In this article, we’ll dive in to several helpful ways to find the true value of an RV or camper. We’ve included a YouTube video that has some great tips, too!
If you have purchased or sold a used car or truck before, you likely used the Kelley Blue Book to determine the value of your vehicle. Unfortunately, Kelley Blue Book no longer shares the values of RVs and motorhomes. But you have several other resources at your disposal, so that’s okay!
RV values can vary tremendously based on several factors, including the condition of the rig, added features, and even your location and the time of year! The number of factors impacting the price makes it crucial for you to do your homework in advance to see what the fair market value is for your RV.
Best Sources to Determine the Price of an RV
The first step to buying or selling a used RV is to figure out an estimated value of the RV. While dozens of websites offer to help you determine the value of an RV, some are certainly better than others. We recommend checking three different online tools to come up with a fair price for your RV.

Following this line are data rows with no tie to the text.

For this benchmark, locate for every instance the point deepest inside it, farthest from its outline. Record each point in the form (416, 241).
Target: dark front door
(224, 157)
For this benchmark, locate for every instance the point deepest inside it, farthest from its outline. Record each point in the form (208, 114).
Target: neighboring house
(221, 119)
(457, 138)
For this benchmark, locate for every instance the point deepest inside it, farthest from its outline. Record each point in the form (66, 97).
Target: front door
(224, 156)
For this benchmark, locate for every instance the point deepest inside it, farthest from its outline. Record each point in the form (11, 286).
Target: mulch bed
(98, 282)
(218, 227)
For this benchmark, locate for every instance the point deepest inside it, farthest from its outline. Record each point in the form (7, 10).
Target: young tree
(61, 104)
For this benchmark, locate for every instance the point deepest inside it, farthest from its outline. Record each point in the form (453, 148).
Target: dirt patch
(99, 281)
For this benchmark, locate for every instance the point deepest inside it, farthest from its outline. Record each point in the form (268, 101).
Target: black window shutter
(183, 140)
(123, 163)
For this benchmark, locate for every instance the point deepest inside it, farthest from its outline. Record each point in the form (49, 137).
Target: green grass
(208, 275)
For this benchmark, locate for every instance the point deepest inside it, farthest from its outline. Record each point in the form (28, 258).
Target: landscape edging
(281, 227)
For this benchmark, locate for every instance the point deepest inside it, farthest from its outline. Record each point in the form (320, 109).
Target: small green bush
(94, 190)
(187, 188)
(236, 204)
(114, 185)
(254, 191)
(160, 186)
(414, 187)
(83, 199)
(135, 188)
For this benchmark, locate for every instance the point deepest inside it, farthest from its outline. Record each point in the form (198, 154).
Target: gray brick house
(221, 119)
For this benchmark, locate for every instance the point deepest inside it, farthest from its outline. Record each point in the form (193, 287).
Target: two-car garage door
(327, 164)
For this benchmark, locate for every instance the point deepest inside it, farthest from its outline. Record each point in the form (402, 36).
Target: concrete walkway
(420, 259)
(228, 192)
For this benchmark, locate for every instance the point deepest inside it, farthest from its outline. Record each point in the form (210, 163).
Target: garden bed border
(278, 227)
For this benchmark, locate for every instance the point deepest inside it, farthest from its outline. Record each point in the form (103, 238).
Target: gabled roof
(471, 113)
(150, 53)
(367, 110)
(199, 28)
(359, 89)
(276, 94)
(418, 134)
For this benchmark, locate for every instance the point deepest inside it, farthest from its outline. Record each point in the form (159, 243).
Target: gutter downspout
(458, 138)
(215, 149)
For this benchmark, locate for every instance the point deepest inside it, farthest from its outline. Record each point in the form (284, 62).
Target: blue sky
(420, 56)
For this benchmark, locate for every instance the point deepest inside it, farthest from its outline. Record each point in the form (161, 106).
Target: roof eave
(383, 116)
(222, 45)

1. RV NADA Guides by J.D. Power (National Automobile Dealers Association)
If you are familiar with the Kelley Blue Book website, you will find the NADA RV Pricing Guide to be very similar.
To start, go to the website and choose the type of RV or travel trailer you own or are looking to buy. You can use the drop-down menus to select the manufacturer, models, years, length, and add on options. If you have a motorized RV, you can also enter the mileage, which is extremely useful for determining the value of the rig. Once you have narrowed down your rig, you will enter your zip code to see up to date pricing for your region.
Keep in mind that pricing can vary tremendously from one region to the next. Even the time of year can have an impact on the estimated value of the RV!
In addition to an estimated value, the NADA website will also show you the list price (original MSRP) for the RV along with the average prices found online today.
Most of the pricing is up to date, but if you are looking at a much older RV, you may find only estimates or the site may refer you back to the manufacturer’s website for more information.
The information from the NADA website is a great place to start when valuing your RV for sale or searching for a used RV to purchase.
2. RVTrader Price Check
RVTrader is one of the leading websites for folks looking to buy or sell a used RV. Whether or not you choose to make a sale or purchase through the website, it can be a useful tool for determining the value of the RV you are looking to sell or purchase.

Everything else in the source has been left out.